L’industria dell’Oil & Gas sta vivendo una quarta rivoluzione industriale, quella della digitalizzazione. Sicurezza, alti standard di qualità e attenzione all’ambiente sono i cardini su cui si muove questo processo, che viene messo a fuoco nella edizione del Rem di quest’anno a Ravenna (14-15 marzo). Ne abbiamo parlato con il coordinatore scientifico Enzo Titone.
L’edizione di quest’anno guarda all’energia sotto il profilo dell’industrializzazione digitale nell’Oil & Gas è questo il nuovo “petrolio” dell’energia?
Ci troviamo di fronte alla quarta rivoluzione industriale che porterà a un radicale cambiamento del modo di lavorare. E la trasformazione riguarda trasversalmente tutto il mondo industriale. Già se ne vedono i primi frutti in Italia. Dopo il lancio del Piano Industria 4.0 nel 2016, a consuntivo 2017 si registra un tasso di crescita della produzione industriale del 3,4%, con un incremento dei macchinari, definito scherzosamente cinese dal Ministro Calenda, di oltre il 10%. Se da un lato la grande industria già sperimenta gli enormi vantaggi della digitalizzazione, le medie e piccole imprese devono maturare questo nuovo approccio. Il convegno, articolato su due giorni, presenterà i vantaggi fiscali del Piano MISE, le positive ricadute in termini di maggiore efficienza e competitività da un lato e di migliore sicurezza e protezione ambientale dall’altro nelle esperienze dei big player e infine il ruolo delle università come centri di supporto e formazione orientata ai nuovi processi.
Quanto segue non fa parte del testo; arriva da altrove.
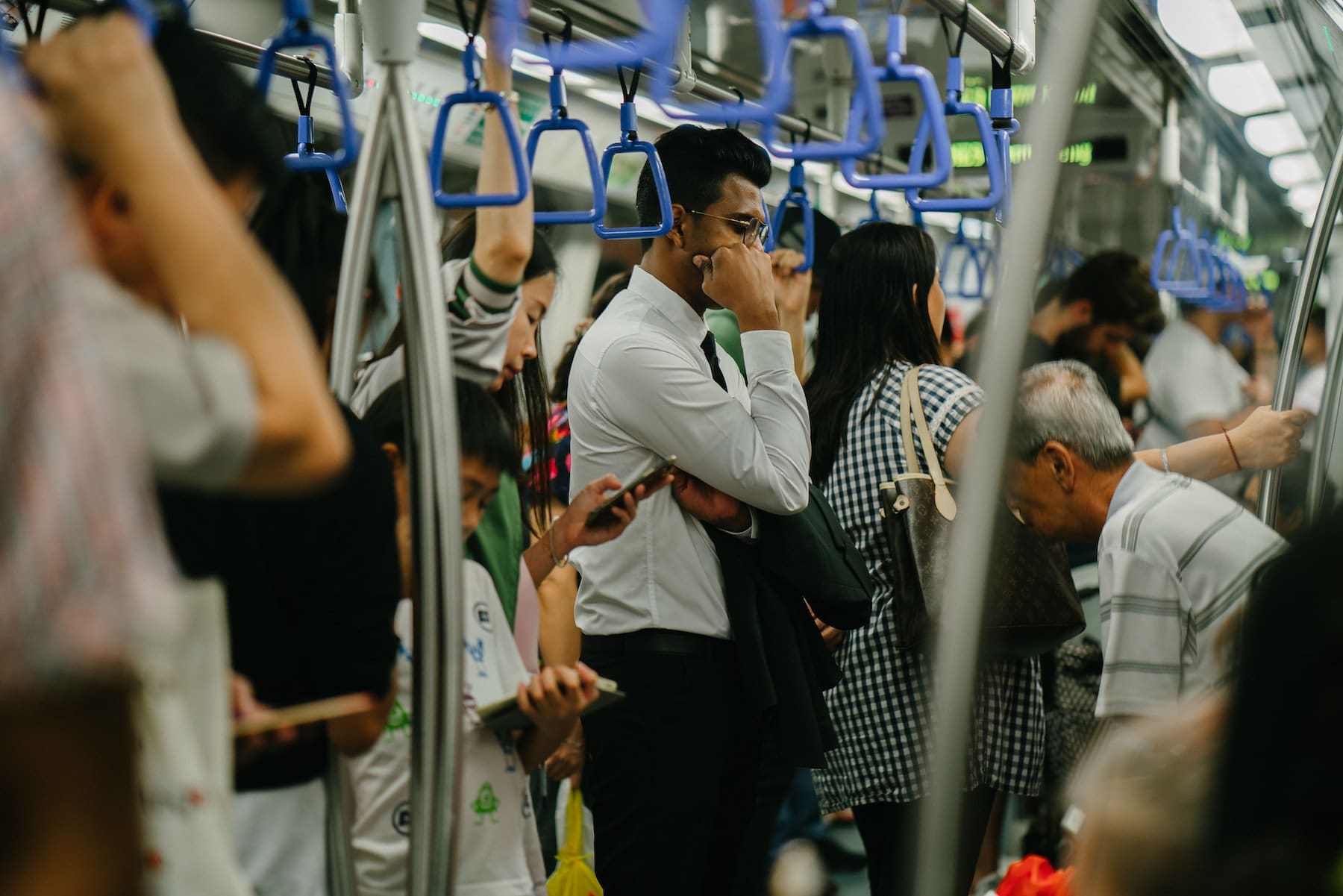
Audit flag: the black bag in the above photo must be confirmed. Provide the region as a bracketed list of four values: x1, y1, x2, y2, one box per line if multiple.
[878, 367, 1086, 657]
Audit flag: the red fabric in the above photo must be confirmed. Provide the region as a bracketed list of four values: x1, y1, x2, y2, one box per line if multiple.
[997, 856, 1073, 896]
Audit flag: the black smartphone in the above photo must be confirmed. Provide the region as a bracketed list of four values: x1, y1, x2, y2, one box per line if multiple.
[587, 454, 675, 525]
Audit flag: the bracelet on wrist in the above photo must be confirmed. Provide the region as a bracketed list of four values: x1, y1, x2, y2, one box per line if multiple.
[551, 525, 569, 569]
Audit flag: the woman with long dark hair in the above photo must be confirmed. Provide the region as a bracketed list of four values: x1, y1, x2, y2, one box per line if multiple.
[806, 223, 1301, 896]
[806, 223, 1026, 896]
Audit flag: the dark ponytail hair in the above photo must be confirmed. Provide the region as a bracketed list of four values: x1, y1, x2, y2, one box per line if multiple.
[806, 222, 939, 483]
[443, 211, 560, 529]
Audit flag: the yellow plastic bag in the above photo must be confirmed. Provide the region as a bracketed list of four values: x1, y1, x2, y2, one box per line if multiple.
[545, 787, 601, 896]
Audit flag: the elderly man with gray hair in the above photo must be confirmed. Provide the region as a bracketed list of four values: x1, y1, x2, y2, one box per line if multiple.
[1009, 361, 1286, 718]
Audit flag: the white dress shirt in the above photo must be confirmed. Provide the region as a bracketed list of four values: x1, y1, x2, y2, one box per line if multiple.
[568, 267, 811, 638]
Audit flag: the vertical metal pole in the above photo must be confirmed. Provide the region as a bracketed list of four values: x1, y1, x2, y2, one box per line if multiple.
[331, 90, 386, 404]
[386, 66, 463, 896]
[325, 78, 386, 896]
[1259, 134, 1343, 525]
[913, 0, 1098, 896]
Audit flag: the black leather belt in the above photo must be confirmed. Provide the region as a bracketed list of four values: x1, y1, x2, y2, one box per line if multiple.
[583, 629, 736, 656]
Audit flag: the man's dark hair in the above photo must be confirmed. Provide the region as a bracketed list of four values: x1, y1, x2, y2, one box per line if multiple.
[634, 125, 772, 251]
[364, 377, 520, 475]
[1062, 251, 1165, 332]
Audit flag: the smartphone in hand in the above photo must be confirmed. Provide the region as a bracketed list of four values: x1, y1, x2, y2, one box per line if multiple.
[587, 454, 675, 527]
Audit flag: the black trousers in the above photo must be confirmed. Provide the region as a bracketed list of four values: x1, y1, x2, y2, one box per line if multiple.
[583, 633, 760, 896]
[853, 787, 998, 896]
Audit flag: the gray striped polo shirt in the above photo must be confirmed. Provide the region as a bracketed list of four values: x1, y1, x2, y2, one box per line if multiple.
[1096, 462, 1286, 718]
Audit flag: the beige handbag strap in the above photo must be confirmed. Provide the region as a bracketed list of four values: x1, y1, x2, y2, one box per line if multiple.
[900, 364, 957, 520]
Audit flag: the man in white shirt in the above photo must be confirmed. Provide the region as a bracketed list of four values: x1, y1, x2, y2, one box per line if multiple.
[1009, 361, 1286, 718]
[569, 125, 811, 896]
[1138, 305, 1277, 495]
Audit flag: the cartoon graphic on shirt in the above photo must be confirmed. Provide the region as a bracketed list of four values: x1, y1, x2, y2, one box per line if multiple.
[465, 638, 490, 678]
[472, 780, 500, 826]
[386, 700, 411, 738]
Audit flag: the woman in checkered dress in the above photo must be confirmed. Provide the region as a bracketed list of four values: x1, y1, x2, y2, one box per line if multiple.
[807, 223, 1045, 896]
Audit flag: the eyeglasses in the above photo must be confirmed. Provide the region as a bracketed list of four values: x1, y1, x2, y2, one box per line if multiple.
[690, 211, 769, 246]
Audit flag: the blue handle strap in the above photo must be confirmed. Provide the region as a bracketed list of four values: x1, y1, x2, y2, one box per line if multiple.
[764, 158, 816, 273]
[858, 189, 885, 227]
[527, 22, 606, 225]
[257, 0, 359, 171]
[942, 222, 984, 298]
[592, 66, 672, 239]
[527, 112, 606, 225]
[648, 0, 789, 125]
[760, 0, 886, 160]
[839, 15, 951, 189]
[989, 49, 1021, 225]
[905, 57, 1004, 212]
[428, 37, 530, 208]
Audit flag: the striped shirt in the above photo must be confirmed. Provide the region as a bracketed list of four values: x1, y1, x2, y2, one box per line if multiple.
[1096, 462, 1286, 718]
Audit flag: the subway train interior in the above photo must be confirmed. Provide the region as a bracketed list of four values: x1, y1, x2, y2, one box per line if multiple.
[0, 0, 1343, 896]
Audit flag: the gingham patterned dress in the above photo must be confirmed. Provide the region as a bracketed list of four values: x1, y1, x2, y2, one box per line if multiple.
[815, 361, 1045, 812]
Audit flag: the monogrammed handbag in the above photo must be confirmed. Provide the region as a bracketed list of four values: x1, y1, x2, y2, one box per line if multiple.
[878, 367, 1085, 657]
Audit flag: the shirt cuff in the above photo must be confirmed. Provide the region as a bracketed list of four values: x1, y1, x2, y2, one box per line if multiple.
[742, 329, 792, 383]
[724, 508, 760, 544]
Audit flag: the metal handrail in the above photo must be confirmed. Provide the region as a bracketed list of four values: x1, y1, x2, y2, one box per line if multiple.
[332, 0, 463, 896]
[1259, 134, 1343, 525]
[913, 0, 1100, 896]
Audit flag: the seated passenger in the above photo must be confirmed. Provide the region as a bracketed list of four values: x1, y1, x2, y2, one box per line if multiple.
[1009, 361, 1286, 718]
[345, 380, 635, 896]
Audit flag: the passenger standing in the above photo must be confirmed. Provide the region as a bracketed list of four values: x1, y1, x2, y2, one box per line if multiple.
[569, 125, 810, 896]
[807, 223, 1304, 896]
[1138, 304, 1277, 495]
[0, 78, 180, 896]
[1009, 361, 1286, 718]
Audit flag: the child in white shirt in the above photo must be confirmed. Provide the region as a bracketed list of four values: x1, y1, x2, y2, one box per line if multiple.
[345, 380, 596, 896]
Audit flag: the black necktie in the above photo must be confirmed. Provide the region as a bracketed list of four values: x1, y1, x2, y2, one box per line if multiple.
[700, 333, 728, 392]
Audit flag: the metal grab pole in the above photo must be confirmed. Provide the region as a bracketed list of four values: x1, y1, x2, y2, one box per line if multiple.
[928, 0, 1036, 73]
[386, 59, 463, 896]
[1259, 134, 1343, 525]
[913, 0, 1098, 896]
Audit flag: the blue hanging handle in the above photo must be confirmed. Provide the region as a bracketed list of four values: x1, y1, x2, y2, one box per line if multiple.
[760, 0, 886, 160]
[497, 0, 669, 71]
[839, 15, 951, 189]
[285, 70, 349, 215]
[905, 57, 1004, 212]
[858, 189, 885, 227]
[764, 158, 816, 274]
[527, 24, 606, 225]
[257, 0, 359, 171]
[648, 0, 789, 125]
[989, 50, 1021, 225]
[428, 42, 530, 208]
[942, 222, 984, 298]
[592, 66, 672, 239]
[1151, 205, 1210, 301]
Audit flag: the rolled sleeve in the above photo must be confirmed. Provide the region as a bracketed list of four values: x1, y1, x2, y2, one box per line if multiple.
[443, 258, 520, 386]
[598, 332, 811, 513]
[86, 280, 260, 489]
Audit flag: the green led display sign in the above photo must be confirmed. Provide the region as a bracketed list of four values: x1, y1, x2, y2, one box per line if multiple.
[960, 77, 1100, 109]
[951, 140, 1096, 168]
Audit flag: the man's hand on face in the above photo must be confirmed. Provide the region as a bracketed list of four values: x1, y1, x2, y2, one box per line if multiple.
[693, 243, 779, 332]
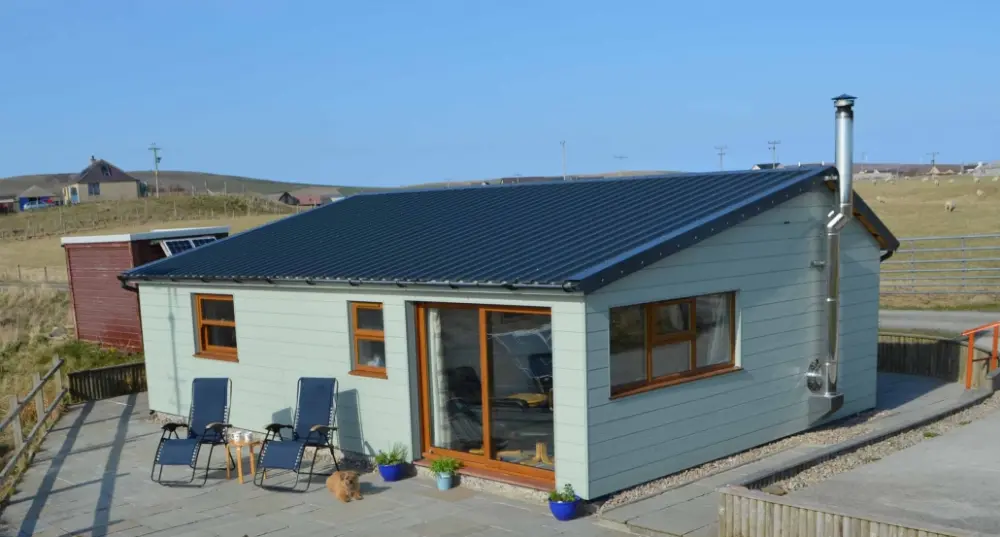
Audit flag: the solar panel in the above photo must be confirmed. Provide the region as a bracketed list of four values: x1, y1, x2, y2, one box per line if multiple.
[191, 237, 216, 248]
[163, 239, 194, 255]
[160, 237, 218, 256]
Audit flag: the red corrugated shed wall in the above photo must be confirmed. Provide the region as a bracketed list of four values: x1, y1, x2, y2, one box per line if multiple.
[64, 242, 142, 351]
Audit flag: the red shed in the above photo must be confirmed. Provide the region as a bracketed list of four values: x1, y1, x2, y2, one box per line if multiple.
[62, 226, 229, 351]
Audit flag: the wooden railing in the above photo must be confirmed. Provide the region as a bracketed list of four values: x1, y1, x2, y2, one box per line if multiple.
[0, 356, 68, 489]
[69, 362, 146, 403]
[719, 486, 978, 537]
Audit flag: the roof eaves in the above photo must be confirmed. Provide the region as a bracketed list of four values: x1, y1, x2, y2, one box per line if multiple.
[118, 274, 577, 292]
[826, 181, 899, 252]
[570, 166, 836, 293]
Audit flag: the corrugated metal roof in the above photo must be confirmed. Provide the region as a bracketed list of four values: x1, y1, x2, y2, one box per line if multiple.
[124, 167, 894, 292]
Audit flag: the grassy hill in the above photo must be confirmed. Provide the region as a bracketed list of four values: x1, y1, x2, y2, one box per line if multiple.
[0, 170, 382, 195]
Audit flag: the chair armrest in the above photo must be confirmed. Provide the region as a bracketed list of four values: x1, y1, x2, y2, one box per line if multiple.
[205, 421, 232, 434]
[161, 423, 188, 433]
[264, 423, 293, 433]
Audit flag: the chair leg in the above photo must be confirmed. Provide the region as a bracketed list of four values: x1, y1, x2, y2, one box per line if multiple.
[326, 444, 340, 472]
[201, 444, 215, 487]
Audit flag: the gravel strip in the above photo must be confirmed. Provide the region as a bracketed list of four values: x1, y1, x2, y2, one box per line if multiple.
[774, 393, 1000, 492]
[598, 403, 908, 513]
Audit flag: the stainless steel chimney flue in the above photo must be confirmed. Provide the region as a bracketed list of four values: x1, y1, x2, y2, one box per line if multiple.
[807, 95, 855, 418]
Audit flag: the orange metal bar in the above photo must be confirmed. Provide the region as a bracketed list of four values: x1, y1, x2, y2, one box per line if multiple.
[990, 326, 1000, 371]
[965, 332, 976, 390]
[962, 321, 1000, 336]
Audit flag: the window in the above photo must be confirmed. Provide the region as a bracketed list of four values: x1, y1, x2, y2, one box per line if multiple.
[611, 293, 736, 397]
[194, 295, 237, 362]
[351, 302, 387, 378]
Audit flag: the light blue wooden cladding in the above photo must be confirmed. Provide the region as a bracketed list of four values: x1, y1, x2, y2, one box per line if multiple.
[586, 189, 879, 496]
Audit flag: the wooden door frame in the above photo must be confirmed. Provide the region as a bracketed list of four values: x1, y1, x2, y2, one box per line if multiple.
[414, 302, 555, 483]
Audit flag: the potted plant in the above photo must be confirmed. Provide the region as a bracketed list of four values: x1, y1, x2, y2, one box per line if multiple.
[431, 457, 462, 490]
[375, 443, 406, 481]
[549, 483, 580, 521]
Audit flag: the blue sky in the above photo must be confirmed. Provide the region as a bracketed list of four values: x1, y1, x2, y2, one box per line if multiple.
[0, 0, 1000, 186]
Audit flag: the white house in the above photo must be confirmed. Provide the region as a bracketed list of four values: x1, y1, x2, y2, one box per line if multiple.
[121, 97, 898, 498]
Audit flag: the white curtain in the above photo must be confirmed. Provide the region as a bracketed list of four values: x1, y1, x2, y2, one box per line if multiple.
[427, 308, 451, 446]
[695, 294, 733, 367]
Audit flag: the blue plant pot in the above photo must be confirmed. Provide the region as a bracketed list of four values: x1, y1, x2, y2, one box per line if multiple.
[378, 463, 405, 481]
[549, 496, 580, 522]
[438, 474, 455, 490]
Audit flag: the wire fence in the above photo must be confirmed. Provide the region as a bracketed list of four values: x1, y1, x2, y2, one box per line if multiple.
[881, 233, 1000, 295]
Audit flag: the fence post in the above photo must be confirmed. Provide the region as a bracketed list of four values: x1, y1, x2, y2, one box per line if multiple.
[7, 395, 24, 451]
[52, 354, 62, 395]
[31, 373, 45, 423]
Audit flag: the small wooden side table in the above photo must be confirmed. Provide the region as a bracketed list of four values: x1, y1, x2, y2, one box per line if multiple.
[226, 440, 267, 485]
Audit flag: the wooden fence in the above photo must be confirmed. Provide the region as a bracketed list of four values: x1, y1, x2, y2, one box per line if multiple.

Gli attori energetici sono pronti a convertirsi al 4.0?
Tutto il settore energetico è molto attivo nel campo della digitalizzazione. In particolare, per quanto riguarda il settore O&G, significativo è il titolo di un recente articolo di Ed Crooks sul FT “Turning data into oil”. Il settore petrolifero genera una quantità ingente di dati, strutturati e non, che sono in costante aumento. Parliamo di dati sismici, di informazioni raccolte sui campi produttivi e nelle attività di perforazione. La gestione di questi big data attraverso hub centralizzati e piattaforme in grado di ricevere, interpretare e validarli in tempo reale consentirà significativi miglioramenti. I primi test pilota di BP su 180 pozzi hanno consentito un aumento di produzione del 20%. Lo shale oil è tornato a essere competitivo in un mercato ancora depresso. Che dire poi del Eni Green Data Center che dispone di uno dei super computer più potenti al mondo nel settore privato e che ha consentito, grazie alla sua capacità di calcolo, le ultime significative scoperte: “turning data into oil”.
La digitalizzazione spaventa per un abbattimento di posti di lavoro, come vede lei il profilo dell’azienda energetica di domani?
Come per tutti i cambiamenti c’è la paura di ciò che non si conosce e non si vede. Mi ricordo quando negli anni settanta si automatizzarono le centrali di trattamento gas, gli operatori, abituati a operare sull’impianto, erano timorosi persino ad avvicinarsi al quadro di comando in sala controllo. Poi siamo passati all’uso dei computer e il personale è cresciuto di pari passo. Oggi ci troviamo di fronte ad un cambiamento più radicale che comporta non solo cambiamenti a livello tecnologico e operativo ma anche un cambiamento notevole nel management. Al convegno di Davos, uno dei guru della Silicon Vallley ha affermato che due su tre dei nostri nipoti oggi non possono sapere che lavoro faranno da grandi. Ecco perché al nostro Convegno abbiamo fortemente voluto la presenza delle Università che con l’istituzione dei Competence Centre offrono supporto all’industria sui nuovi processi e al personale idonea formazione orientata ai nuovi processi.
Il tema è stato colto con immediatezza dai diversi player coinvolti?
I grossi player hanno da tempo colto l’importanza della trasformazione in atto e sono tutti molto avanti nella sua implementazione. I temi e le testimonianze che porteranno al Convegno sono molto significative in tal senso. Nel panorama generale italiano però c’è ancora molta resistenza ad aprirsi al nuovo. Quindi confrontarsi con i big player e con le Università rappresenta un’occasione unica per comprendere l’importanza del cambiamento. A detta di molti analisti, chi non saprà cogliere il momentum rischia di non mantenere, nei prossimi cinque/dieci anni, una posizione competitiva sul mercato internazionale.